60° di ordinazione sacerdotale di Benedetto XVI

29 giugno 2011

            L’ascolto della parola di Dio ispira il nostro incontro. Siamo qui per dire grazie al Signore per il dono della sua misericordia e per il dono della sua Chiesa.

            La misericordia di Dio la vediamo, chiarissima, nella scelta di questi due grandi apostoli: Simone, superficiale e facilone, che parla molto e fa poco, gradasso e pauroso, diventa Pietro, con la solidità della roccia; Saulo, intelligente e fanatico, persecutore della Chiesa e nemico di Cristo, diventa Paolo, investigatore dei misteri della nostra fede e missionario senza paura, con una forza di ragionamento tagliente come la spada che lo simboleggia.

            La scelta di Dio ci dà sicurezza, perché ci mostra, con tutta la forza dei fatti, che “Dio è più grande del nostro cuore” (1 Gv 3,20) e anche con noi, peccatori e mediocri, può fare cose grandi. Il campo della missione è aperto davanti a noi, l’annuncio del vangelo ci chiama, come una sfida d’amore, e noi sappiamo che in questa sfida abbiamo il nostro ruolo da svolgere, anche noi abbiamo la via aperta per diventare grandi santi e grandi apostoli.

            E poi grazie a Dio per il dono della Chiesa. Qualche volta si sente dire: “Accetto Cristo ma non la Chiesa”. E non si pensa che è la Chiesa che ci offre Cristo, attraverso la testimonianza delle Scritture, nate nella Chiesa, annunciava il vangelo prima che ci fossero i vangeli scritti.

            Nella Chiesa, nostra madre, abbiamo il dono della missione di Pietro e dei suoi successori, che guidano la Chiesa con l’assicurazione che nel fare questo non possono commettere errori. Non si tratta di una glorificazione della funzione del Papa, ma di una garanzia data a noi che, in una materia tanto importante come è la nostra salvezza eterna, non possiamo essere ingannati.

            La roccia di Pietro è per noi l’assicurazione della stabilità in una fede vera. L’immagine usata dal Signore nel Vangelo che abbiamo ascoltato ci fa capire quanto dobbiamo essere grati al Vescovo di Roma, che ci mantiene nell’unità di una sola Chiesa.

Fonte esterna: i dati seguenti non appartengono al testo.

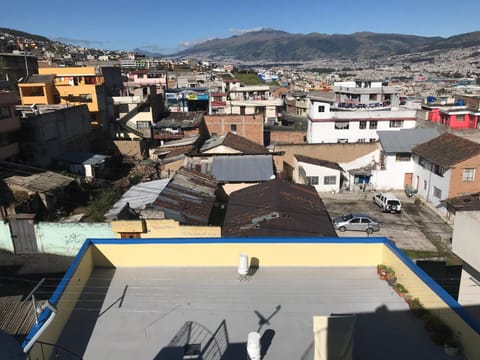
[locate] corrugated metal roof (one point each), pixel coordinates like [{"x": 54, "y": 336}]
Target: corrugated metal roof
[
  {"x": 138, "y": 196},
  {"x": 447, "y": 150},
  {"x": 188, "y": 198},
  {"x": 235, "y": 142},
  {"x": 83, "y": 158},
  {"x": 277, "y": 208},
  {"x": 242, "y": 168},
  {"x": 319, "y": 162},
  {"x": 403, "y": 141}
]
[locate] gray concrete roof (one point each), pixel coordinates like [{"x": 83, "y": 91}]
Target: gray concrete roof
[
  {"x": 404, "y": 140},
  {"x": 152, "y": 313},
  {"x": 242, "y": 168},
  {"x": 138, "y": 196}
]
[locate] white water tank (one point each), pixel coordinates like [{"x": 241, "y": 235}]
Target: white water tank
[
  {"x": 243, "y": 265},
  {"x": 253, "y": 346}
]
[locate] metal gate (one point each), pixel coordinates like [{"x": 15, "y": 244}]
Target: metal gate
[{"x": 23, "y": 233}]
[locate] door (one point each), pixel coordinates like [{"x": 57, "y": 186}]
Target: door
[{"x": 23, "y": 233}]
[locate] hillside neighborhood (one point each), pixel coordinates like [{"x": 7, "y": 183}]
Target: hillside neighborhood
[{"x": 115, "y": 165}]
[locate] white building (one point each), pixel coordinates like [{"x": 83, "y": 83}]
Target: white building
[
  {"x": 395, "y": 165},
  {"x": 327, "y": 126},
  {"x": 323, "y": 175}
]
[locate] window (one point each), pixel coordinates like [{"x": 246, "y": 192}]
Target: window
[
  {"x": 329, "y": 180},
  {"x": 342, "y": 125},
  {"x": 396, "y": 123},
  {"x": 421, "y": 162},
  {"x": 403, "y": 157},
  {"x": 312, "y": 180},
  {"x": 143, "y": 124},
  {"x": 5, "y": 112},
  {"x": 468, "y": 174},
  {"x": 437, "y": 169}
]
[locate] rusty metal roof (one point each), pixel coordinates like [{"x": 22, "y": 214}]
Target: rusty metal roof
[
  {"x": 447, "y": 150},
  {"x": 277, "y": 208},
  {"x": 188, "y": 198}
]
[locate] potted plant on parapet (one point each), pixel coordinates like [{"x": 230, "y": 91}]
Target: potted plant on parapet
[
  {"x": 417, "y": 307},
  {"x": 391, "y": 278},
  {"x": 452, "y": 347},
  {"x": 400, "y": 290},
  {"x": 382, "y": 271}
]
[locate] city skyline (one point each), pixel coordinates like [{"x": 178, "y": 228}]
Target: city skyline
[{"x": 170, "y": 27}]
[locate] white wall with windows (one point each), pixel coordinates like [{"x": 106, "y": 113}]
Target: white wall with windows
[
  {"x": 432, "y": 182},
  {"x": 391, "y": 171},
  {"x": 353, "y": 126},
  {"x": 323, "y": 179}
]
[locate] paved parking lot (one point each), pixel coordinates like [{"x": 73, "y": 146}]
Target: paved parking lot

Basta guardare allo spolverio delle tante sette, pseudo cristiane e pseudo cattoliche, per capire quale differenza ci sia tra le nostre salde fondamenta e la ghiaia mobile si cui quelle sono costruite, per essere destinate a cadere in rovina.

            Grazie a Dio per il dono del Papa Benedetto XVI, per il quale oggi preghiamo ed al quale, in comunione con tutte le altre diocesi del mondo, offriamo le 60 ore di adorazione trascorse da tutti noi davanti al SS.mo Sacramento, in ricordo del 60° anniversario della sua ordinazione sacerdotale.

            Nella lettura degli Atti degli Apostoli abbiamo sentito che, “mentre Pietro era tenuto in carcere, dalla Chiesa saliva incessantemente a Dio una preghiera per lui” (At 12,5).

            Noi siamo nello stesso atteggiamento della Chiesa di allora. Non perché il Papa sia in prigione, ma perché, per la sua missione, è tenuto ad un compito umanamente impossibile, che può essere adempiuto solo con una speciale e forte protezione dello Spirito di Dio. Per questa protezione noi preghiamo e da questa protezione acquistiamo sicurezza e fiducia, grazie alla guida che, attraverso il magistero del Papa, ci è offerta nel nostro cammino di fede.

            Al termine della celebrazione del sacrificio eucaristico, davanti al Santissimo Sacramento esposto, rinnoveremo il nostro impegno di comunione nella Chiesa e con il Papa e, simbolicamente, offriremo il frutto delle nostre intercessioni per Pietro, certi di aver compiuto il nostro compito di amore come figli e di aver sostenuto la missione del Pastore Supremo per il bene e la salvezza nostra e di tutti nel mondo.